Kim Stanley Robinson has a new novel coming out with a big splash, pardon the pun, next March, on March 21, 2017, which is symbolic as its Spring Equinox day.
The title of KSR's cli-fi?
"New York 2140" and yes, it's set in the near future in the 22nd century in the year 2140, to be exact. It marks KSR's full embrace of the cli-fi subgenre and the publishing industry will never be the same, according to top editors, agents and CEOs in the business.
"His PR team will be promoting the new KSR novel as a climate change story, and not as a sci-fi novel per se," a publishing industry insider told me earlier this year. "It's about dozens of Manhatttan island skyscraper residence towers half-submerged from rising sea levels up and down the East Coast. Armegeddon central is no longer Los Angeles with its earthquake disaster stories. Robinson, the ultimate Californian, has taken back manhattan for himself."
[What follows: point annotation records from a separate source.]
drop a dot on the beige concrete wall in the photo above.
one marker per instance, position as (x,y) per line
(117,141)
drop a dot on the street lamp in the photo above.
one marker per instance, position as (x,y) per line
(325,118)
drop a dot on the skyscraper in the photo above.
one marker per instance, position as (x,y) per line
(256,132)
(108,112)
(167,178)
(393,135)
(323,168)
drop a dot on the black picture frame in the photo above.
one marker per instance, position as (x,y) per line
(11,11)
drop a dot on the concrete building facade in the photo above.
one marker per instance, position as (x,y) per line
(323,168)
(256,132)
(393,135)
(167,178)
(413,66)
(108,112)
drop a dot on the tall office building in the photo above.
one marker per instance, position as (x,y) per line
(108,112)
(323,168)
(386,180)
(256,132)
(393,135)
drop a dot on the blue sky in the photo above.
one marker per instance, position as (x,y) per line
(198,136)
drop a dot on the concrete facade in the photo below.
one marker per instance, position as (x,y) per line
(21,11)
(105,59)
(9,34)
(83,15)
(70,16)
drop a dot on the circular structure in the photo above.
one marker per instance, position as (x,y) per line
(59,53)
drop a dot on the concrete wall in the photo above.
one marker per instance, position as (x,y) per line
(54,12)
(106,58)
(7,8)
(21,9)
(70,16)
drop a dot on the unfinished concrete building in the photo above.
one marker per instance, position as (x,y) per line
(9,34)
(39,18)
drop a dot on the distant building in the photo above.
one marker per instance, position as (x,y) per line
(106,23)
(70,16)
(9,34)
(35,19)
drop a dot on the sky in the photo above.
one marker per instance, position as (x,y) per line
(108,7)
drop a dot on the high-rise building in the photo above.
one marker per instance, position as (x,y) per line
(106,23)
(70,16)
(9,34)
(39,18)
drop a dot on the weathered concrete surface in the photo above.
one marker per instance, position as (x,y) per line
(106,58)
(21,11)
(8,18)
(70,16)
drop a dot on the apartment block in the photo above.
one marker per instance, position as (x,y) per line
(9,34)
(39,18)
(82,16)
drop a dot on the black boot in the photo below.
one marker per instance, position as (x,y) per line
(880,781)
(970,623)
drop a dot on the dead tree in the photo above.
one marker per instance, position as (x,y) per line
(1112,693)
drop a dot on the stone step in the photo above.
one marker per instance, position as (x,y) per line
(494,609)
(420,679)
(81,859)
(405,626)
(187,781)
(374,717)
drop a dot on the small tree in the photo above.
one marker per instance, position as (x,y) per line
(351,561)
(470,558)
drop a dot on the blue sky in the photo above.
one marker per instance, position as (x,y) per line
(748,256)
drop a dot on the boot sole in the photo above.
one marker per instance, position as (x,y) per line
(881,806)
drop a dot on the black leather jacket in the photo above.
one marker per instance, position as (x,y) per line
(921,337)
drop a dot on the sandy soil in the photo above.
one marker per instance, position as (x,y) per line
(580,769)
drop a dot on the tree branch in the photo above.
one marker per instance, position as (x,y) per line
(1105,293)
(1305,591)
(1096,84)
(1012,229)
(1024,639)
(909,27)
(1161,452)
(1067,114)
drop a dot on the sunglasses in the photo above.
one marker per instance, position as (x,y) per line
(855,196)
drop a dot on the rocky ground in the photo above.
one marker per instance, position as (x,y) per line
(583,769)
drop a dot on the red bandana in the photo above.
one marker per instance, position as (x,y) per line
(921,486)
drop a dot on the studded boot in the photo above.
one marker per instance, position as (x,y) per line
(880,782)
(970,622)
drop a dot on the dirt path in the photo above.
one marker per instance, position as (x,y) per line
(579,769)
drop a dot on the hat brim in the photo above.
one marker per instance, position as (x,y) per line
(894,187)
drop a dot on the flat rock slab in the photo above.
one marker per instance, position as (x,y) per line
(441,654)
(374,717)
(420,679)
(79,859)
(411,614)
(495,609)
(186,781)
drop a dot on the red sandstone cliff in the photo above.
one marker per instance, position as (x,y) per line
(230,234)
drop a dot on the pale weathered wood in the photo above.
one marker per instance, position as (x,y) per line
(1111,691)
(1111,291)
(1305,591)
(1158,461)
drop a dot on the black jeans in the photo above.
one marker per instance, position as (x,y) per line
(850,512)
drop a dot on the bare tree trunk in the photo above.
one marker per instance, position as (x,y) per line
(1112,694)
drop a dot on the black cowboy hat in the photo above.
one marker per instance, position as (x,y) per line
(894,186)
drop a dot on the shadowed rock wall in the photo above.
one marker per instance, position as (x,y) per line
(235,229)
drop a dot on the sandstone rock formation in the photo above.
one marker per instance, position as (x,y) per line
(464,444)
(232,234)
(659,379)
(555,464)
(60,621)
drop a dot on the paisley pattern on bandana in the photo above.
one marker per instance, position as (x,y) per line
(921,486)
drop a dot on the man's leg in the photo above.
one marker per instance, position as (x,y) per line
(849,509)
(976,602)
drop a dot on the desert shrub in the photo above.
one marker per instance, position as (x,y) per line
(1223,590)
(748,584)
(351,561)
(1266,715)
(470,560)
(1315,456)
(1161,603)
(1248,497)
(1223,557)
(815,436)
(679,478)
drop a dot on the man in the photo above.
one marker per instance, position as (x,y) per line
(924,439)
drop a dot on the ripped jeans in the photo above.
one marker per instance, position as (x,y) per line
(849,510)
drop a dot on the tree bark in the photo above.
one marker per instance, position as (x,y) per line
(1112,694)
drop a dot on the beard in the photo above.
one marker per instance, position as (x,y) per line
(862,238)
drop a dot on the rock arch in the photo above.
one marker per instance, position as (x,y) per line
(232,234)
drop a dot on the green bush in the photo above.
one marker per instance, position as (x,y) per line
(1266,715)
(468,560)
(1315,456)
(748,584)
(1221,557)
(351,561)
Given that the floodgates are now open vis a vis cli-fi, agents and acquiring editors are getting behind the new subgenre and pushing the literary gatekeepers at the New York Times book review and the Washington Post to loosen up a bit and embrace the new publishing attitude, with a new attitude.
Previously the editor of the NYTBR Pamela Paul said she would never review cli-fi novels using the word cli-fi in any review published under her watch.
"Vver my dead body," she told this blogger in 2013. "The cli-fi term will never appear in print in my secton of the newspaper as long as I am the editor here."
Three years later, she's changing her mind, and allowing, even encouraging her stable of freelance book reviewers to use the once verboten term.
Publishers Weekly, PW as it is known in the book world, is following suit. While the editor of PW Jim Milliott said publicly in 2013 that he was "not interested" in cli-fi, in a terse tw-word email to this blogger, he now is, having let his hair down and loosened up a bit.
So if you talk book talk today with the likes of publishing tastemakers such as Peter Gethers, Nan Talese, Morgan Entrekin or superagents like Rafe Sagalyn or Jim Rutman or John Silberstack or Al Zucerkman or Peter Berens, you'll likle hear the cli-fi term being whispered in the hallways. It's a brave new world out there amongst publishing hands now, and cli-fi is here to stay, rising subgenre that it is.
Kim Stanley Robinson's new novel will usher in a flood of new cli-fi starting in 2017 and 2018. There's no holding back the waters now. KSR, the science fiction legend has spoken. And the publishing world is listening.